Provided, however, the Supreme Court shall have such original and appellate jurisdiction as may be otherwise provided by law in cases and proceedings for modification of any rates charged or sought to be charged to the public by any public utility.
§ 9-3-39. Court may make and enforce rules
The Supreme Court shall have power to make such rules in respect to making out records for said court and for the Court of Appeals as may be expedient, and may prescribe the form and manner in which records shall be prepared for appeal, and cause the same to be bound, but shall not require any record to be printed; and may enforce its rules by proper fines or by refusal to allow costs to be taxed to the clerks below on records not made out according to the rules, or by refusing to permit such records to be filed.

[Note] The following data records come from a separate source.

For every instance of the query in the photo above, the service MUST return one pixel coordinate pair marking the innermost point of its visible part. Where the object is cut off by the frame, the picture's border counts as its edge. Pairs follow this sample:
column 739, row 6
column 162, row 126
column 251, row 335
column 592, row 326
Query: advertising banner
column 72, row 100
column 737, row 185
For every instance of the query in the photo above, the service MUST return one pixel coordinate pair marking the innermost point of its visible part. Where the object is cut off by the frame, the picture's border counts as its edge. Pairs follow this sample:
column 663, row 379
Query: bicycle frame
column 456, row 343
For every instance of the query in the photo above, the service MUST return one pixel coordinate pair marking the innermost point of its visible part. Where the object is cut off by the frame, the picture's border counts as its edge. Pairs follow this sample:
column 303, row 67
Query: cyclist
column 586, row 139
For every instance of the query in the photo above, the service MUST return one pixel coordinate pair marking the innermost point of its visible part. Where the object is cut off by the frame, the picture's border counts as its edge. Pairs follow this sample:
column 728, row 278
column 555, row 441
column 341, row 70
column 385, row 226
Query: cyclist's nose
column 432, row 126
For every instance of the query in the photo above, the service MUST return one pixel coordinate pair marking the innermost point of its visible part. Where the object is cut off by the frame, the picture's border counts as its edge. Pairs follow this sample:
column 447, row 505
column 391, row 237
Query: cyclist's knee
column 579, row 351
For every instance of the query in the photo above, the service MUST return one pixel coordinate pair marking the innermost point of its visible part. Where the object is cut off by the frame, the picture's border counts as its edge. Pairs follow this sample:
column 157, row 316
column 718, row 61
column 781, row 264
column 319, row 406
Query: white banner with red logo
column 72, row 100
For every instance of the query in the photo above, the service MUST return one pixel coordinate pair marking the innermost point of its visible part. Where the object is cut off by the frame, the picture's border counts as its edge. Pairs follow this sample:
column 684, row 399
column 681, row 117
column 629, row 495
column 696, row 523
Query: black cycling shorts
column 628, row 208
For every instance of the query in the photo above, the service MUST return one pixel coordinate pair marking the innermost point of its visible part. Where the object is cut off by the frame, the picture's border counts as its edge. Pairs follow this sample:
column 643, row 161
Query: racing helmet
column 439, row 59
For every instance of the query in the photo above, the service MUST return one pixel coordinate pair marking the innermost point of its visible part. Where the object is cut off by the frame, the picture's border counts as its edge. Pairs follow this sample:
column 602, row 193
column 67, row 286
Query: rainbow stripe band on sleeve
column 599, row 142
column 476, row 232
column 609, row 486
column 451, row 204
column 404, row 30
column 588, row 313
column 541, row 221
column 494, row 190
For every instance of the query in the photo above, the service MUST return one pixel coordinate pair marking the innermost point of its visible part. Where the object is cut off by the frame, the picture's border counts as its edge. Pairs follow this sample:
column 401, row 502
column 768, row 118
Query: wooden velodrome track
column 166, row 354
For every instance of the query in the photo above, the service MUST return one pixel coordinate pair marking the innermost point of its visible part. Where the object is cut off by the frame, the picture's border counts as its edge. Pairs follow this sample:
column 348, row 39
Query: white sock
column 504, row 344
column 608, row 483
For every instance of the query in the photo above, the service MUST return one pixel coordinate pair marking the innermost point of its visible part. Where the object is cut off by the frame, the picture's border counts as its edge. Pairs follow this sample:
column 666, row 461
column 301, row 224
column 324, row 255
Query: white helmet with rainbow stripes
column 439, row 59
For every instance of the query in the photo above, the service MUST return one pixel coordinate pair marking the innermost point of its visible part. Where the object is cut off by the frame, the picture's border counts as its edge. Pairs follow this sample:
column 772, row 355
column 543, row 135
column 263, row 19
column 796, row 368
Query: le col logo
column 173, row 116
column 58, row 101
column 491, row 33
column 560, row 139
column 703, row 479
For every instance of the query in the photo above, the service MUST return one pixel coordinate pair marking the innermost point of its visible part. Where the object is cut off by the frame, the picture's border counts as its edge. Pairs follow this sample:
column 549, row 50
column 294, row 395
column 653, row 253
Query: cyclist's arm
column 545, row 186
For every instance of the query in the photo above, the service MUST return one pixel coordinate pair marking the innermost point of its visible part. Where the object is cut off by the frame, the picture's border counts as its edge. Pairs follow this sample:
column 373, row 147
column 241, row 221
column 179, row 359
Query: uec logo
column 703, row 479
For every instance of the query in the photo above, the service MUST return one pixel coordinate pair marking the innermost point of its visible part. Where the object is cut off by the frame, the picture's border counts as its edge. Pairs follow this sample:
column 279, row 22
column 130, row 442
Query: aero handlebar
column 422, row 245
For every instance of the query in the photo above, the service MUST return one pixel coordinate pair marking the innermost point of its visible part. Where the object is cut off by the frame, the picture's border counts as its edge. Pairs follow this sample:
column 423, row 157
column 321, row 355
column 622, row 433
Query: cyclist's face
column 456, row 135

And the court may prescribe the mode of pleading in causes therein, civil and criminal, and the manner of trying the same; and may also establish such rules of practice and proceedings therein as may be deemed necessary and proper for certainty and dispatch of business, and may dismiss causes for noncompliance with any of the rules; but such rules must be consistent with law.
§ 9-3-61. General rule-making power vested in Supreme Court
As a part of the judicial power granted in Article 6, Section 144, of the Mississippi Constitution of 1890, the Supreme Court has the power to prescribe from time to time by general rules the forms of process, writs, pleadings, motions, rules of evidence and the practice and procedure for trials and appeals in the Court of Appeals and in the circuit, chancery and county courts of this state and for appeals to the Supreme Court from interlocutory or final orders of trial courts and administrative boards and agencies, and certiorari from the Court of Appeals.